Auto-scaling for AWS resources used in Software Engineering

Context#

To achieve cost optimization, all AWS services provisioned as part of the software delivery lifecycle, where capacity is pre-configured at the point of provisioning, must have an associated auto-scaling policy to ensure that we are only paying for what we use.

Cloud resources auto-scaling is the process of automatically scaling up or down based on traffic patterns and usage.

Enabling auto-scaling will reduce the possibility of over-provisioning due to incorrect predictions of what capacity will be required.

This document outlines the common AWS resources used as part of delivering software that will require an auto-scaling policy to be applied.

Note: EC2 has been excluded from the list as we strive to use serverless technologies when delivering digital services. EC2 is only used for our bastion hosts, which are already provisioned with minimal capacity.

RDS#

AWS RDS currently supports only storage autoscaling as an automated way to scale database instances.

Auto-scaling applies to an RDS database instance when the following factors are true:

  • Free available space is less than 10 percent of the allocated storage.
  • The low-storage condition lasts at least five minutes.
  • At least six hours have passed since the last storage modification, or storage optimization has completed on the instance, whichever is longer.

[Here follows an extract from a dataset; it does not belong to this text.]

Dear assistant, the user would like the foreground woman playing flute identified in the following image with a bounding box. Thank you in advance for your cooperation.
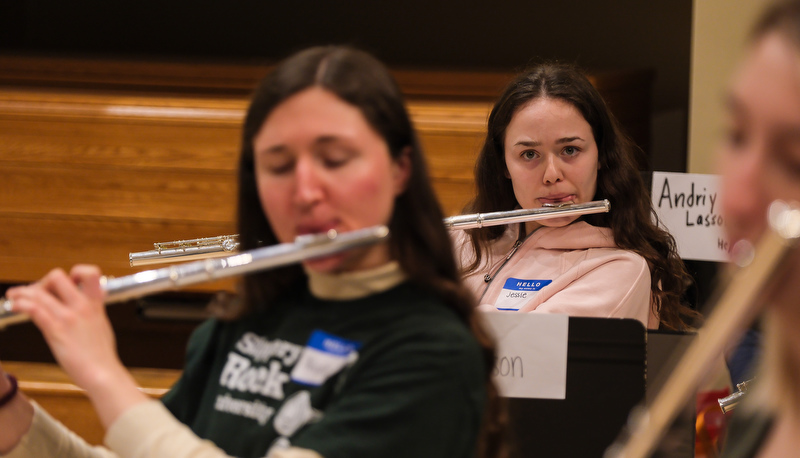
[0,48,499,458]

To provide cost optimization, RDS database instances should be provisioned with a smaller allocated storage space and an auto-scaling option enabled. The provisioned storage capacity should not be based on predictions for future service needs - it should instead reflect the foreseeable future data storage needs and scale up automatically only if required.

Considerations:

  • Always set a reasonable maximum and minimum storage capacity to be used for auto-scaling to avoid scenarios where data storage needs have grown exponentially for a reason different to genuine service needs.
    • Example for such scenario is large logs stored in Postgres due to failing DMS task resulting in database storage used increasing continuously. In such situations, alarms should be in place to prompt investigation.
  • If you are not sure how much storage space will be required for a database, please start with the default amount suggested by AWS for the given database instance type and enable auto-scaling.

DynamoDB#

You can use the AWS Application Auto Scaling service to set up automated scaling policies for DynamoDB.

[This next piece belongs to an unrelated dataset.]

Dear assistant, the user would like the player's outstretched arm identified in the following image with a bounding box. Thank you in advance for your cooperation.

DynamoDB autoscaling can be applied to both - a table and a Global Secondary Index (GSI).

At Hackney, DynamoDB tables uses provisioned capacity mode, which means that we are billed based on read and write capacity units that a table is provisioned with.

To achieve cost optimization, all DynamoDB tables must have a scaling policy associated that will increase or decrease the RCUs and WCUs based on the traffic patterns.

A guide to enabling auto-scaling for DynamoDB tables using Terraform can be found here.

AWS Lambda#

Hackney does not use provisioned concurrency for the majority of the Lambda functions used. This means that Lambda handles concurrency and scaling automatically, as described in the official documentation. For this reason, there is no need to apply auto-scaling as this is already handled by default.

For any Lambda functions using provisioned concurrency, an auto-scaling policy must be applied, AWS Application Auto Scaling service can be used to automate the scaling process as described here.